Phase behavior of droplets and solid particles in a fluid environment
Understanding phase behavior of droplets and solid particles in a fluid environment is of great interest for a large number of industrial applications ranging from cosmetic and food (e.g., stability and flow properties) industry to automotive branch (e.g., anti-corrosive coatings and painting).
In most of these applications, solid particles are (1) embeded in a droplet and (2) subject to Brownian motion. Therefore, one must first address the fundamental problem as how to introduce thermal fluctuations in two phase liquid models. Recently, we have successfully tackled this issue and have extended the Lattice Boltzmann method for non-ideal fluids -- which is a well-established tool for the simulation of hydrodynamics -- to include thermal fluctuations [Phys. Rev. E 82, 056714 (2010)].

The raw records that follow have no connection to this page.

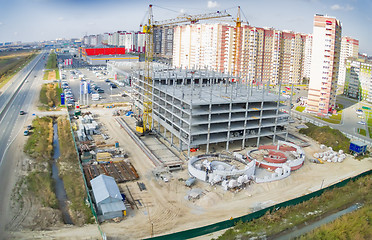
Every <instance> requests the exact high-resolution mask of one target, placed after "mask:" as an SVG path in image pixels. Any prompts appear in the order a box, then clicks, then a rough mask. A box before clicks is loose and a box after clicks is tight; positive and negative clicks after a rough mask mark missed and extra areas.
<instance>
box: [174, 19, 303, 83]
mask: <svg viewBox="0 0 372 240" xmlns="http://www.w3.org/2000/svg"><path fill="white" fill-rule="evenodd" d="M305 42H306V35H303V34H299V33H294V32H291V31H285V32H284V31H279V30H276V29H273V28H257V27H252V26H242V27H240V28H238V29H237V28H236V27H233V26H230V25H224V24H196V25H184V26H177V27H175V29H174V43H173V46H174V48H173V66H175V67H184V68H185V67H187V68H195V67H209V68H211V69H213V70H215V71H220V72H226V73H231V74H233V75H237V76H240V77H242V79H243V81H253V82H269V83H270V84H278V83H279V81H282V82H283V83H286V84H291V83H294V84H297V83H300V82H302V78H303V75H304V74H303V73H304V69H303V61H304V47H305Z"/></svg>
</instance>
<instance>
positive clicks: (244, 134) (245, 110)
mask: <svg viewBox="0 0 372 240" xmlns="http://www.w3.org/2000/svg"><path fill="white" fill-rule="evenodd" d="M246 86H247V87H246V92H247V102H246V103H245V115H244V127H243V140H242V149H244V148H245V138H246V135H247V118H248V109H249V85H248V83H247V84H246Z"/></svg>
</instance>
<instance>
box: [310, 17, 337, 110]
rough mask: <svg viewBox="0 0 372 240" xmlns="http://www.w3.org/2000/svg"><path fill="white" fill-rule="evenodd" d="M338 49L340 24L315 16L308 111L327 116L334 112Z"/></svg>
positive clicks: (328, 19)
mask: <svg viewBox="0 0 372 240" xmlns="http://www.w3.org/2000/svg"><path fill="white" fill-rule="evenodd" d="M340 48H341V23H340V21H339V20H337V19H336V18H334V17H328V16H323V15H318V14H317V15H315V16H314V27H313V50H312V56H311V69H310V83H309V93H308V100H307V111H309V112H314V113H322V114H327V113H328V112H331V111H332V110H333V109H334V108H335V105H336V91H337V80H338V71H339V61H340V52H341V49H340Z"/></svg>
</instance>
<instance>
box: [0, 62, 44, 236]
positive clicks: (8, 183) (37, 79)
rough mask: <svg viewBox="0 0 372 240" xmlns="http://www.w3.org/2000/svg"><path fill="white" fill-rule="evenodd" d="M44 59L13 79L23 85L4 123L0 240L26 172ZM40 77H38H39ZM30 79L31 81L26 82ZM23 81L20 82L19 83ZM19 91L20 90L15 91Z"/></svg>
mask: <svg viewBox="0 0 372 240" xmlns="http://www.w3.org/2000/svg"><path fill="white" fill-rule="evenodd" d="M45 61H46V60H44V59H42V57H41V58H38V59H37V62H35V64H36V65H35V68H33V70H32V71H31V73H30V74H28V72H27V71H26V69H28V71H30V70H31V69H32V67H33V65H32V63H30V65H29V66H27V67H25V69H24V70H25V71H24V72H23V74H25V75H24V76H27V75H28V77H27V78H26V79H25V78H23V79H22V78H17V79H12V81H14V82H16V83H14V84H15V85H18V86H19V85H21V84H22V82H23V81H24V83H23V85H21V88H20V89H19V91H18V92H17V91H16V95H15V96H14V98H13V99H12V100H11V101H10V107H9V108H7V109H6V110H5V111H4V115H3V119H2V120H0V183H1V186H2V187H1V194H0V213H1V214H0V236H1V237H0V239H3V238H4V239H7V238H8V237H7V236H6V235H7V233H5V226H6V224H7V223H9V222H10V221H11V216H12V215H11V214H10V209H9V206H10V205H9V204H10V198H11V194H12V189H13V187H14V186H15V184H16V182H17V179H18V176H19V175H20V174H21V172H22V168H21V164H22V161H21V160H22V158H23V157H24V153H23V145H24V142H25V140H26V138H27V137H24V136H22V135H23V131H24V130H25V127H26V126H25V125H26V124H25V122H26V121H28V120H29V117H31V116H30V115H31V114H32V113H31V112H30V110H31V107H32V105H33V103H34V101H35V100H36V98H37V96H38V94H39V85H40V84H41V83H42V81H43V80H42V79H43V69H44V66H45ZM35 76H36V77H35ZM26 80H27V81H26ZM17 81H19V82H17ZM14 89H16V88H14ZM20 110H24V111H26V112H27V114H26V115H19V111H20Z"/></svg>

With our method, we could, for example, accurately reproduce the capillary wave spectrum on a liquid-vapor interface (top figure) or the recently predicted thermal-noise dominated regime for droplet spreading on a substrate [Davidovitch et al, PRL (2005)], which reveals itself in a deviation from Tanner's classic law (middle and bottom figure).
We have also shown how the fluctuating Lattice Boltzmann equation can be obtained from the fluctuating discrete Boltzmann equation and how it is related to well-known continuum Langevin methods [J. Stat. Mech, P03030 (2011)].